Dr. Schallhorn, who is transitioning to wavefront in his practice, says, "I tell patients that I think the quality of vision—in terms of night vision, glare, halos—is better. How much? A little. I say, 'You may have a 4 percent chance of having significant night halos or glare at night with conventional surgery; with wavefront you may have a 2 percent chance.' In a normal population of virgin eyes, we don't find any predictive value as to who will do better with wavefront based on their higher-order aberrations prior to surgery. Patient A with low higher-order aberrations is just as likely to benefit from wavefront as patient B, with lots of preop higher-order aberrations. The only predictive value is the level of preop myopia. Patients with higher levels of preop myopia, within the approved range, might do better with wavefront because they're the ones with more induced aberrations. The higher the myopia, the more the induced aberrations."

Adds Dr. Koch, "You have to really couch your statements that wavefront correction offers you the possibility of better quality vision, more accurate correction than standard LASIK. If patients come in thinking this is going to be super vision, with the implicit sense that there is some guarantee, that will really create a lot of negative backlash." 

Improving on Zernike
One of the longtime staples of the relatively young wavefront technology has been Zernike polynomials. These mathematical terms, born of research in astronomy and optics, served to describe the shape of the wavefront in an aberrated optical system. One problem with them however has been the tendency to drop data, that not all of the data are used.
"When you have a fair amount of optical irregularity," says Douglas Koch, MD, a Visx investigator and professor of ophthalmology at Baylor College of Medicine's Cullen Eye Institute, "Zernike polynomials, by the way they're constructed, create a smoothing effect in the interpretation of those data, so that you lose a lot of the detail in the irregularity or abnormality. You start with 200 or so data points with the WaveScan system and a 6-mm pupil, and then you have to have some way of interpreting the data, the way that the light from those 200 lenslets is refracted to recreate the wavefront. Zernikes appear to do a good reconstruction for normal eyes, but in eyes with more irregular astigmatism, it's becoming evident that Zernikes give a little bit of an incomplete picture."

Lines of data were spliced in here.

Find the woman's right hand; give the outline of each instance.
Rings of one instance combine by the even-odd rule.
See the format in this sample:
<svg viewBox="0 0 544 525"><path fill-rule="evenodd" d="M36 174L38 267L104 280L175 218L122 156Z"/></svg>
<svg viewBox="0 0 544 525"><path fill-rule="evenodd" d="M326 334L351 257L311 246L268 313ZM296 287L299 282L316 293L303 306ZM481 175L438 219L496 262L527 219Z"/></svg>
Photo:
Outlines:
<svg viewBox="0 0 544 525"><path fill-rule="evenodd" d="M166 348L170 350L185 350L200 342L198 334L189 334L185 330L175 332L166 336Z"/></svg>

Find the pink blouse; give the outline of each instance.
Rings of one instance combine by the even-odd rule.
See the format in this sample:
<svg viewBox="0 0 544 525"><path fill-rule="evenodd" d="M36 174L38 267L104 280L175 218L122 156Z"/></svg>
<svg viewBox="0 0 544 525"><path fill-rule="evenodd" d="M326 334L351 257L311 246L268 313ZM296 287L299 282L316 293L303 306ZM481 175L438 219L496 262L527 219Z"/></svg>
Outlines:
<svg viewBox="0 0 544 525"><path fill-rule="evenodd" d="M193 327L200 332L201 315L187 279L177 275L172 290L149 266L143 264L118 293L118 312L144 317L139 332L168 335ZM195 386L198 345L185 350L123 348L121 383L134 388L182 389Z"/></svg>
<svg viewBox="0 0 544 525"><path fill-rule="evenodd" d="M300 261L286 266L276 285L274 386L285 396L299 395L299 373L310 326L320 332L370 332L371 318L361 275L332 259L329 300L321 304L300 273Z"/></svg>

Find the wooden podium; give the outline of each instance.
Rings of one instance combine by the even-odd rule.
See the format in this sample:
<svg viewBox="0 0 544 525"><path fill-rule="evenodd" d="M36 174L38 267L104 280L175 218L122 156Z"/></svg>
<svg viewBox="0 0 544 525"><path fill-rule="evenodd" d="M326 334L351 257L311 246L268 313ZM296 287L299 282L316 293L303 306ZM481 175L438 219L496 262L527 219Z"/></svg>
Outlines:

Visx is developing new software that will go beyond Zernike polynomials, intended to reduce the "smoothing" of data that contributes to data loss. "As we try to extend the applications of wavefront to better treatments of patients with irregular astigmatism, such as those with corneal grafts or complications of prior refractive surgery, new algorithms will provide a greater level of fidelity in interpreting the lenslet data," says Dr. Koch. "This will help us create a treatment plan that is much more detailed and truly reflects the actual underlying pathology. It tremendously reduces the smoothing associated with Zernikes."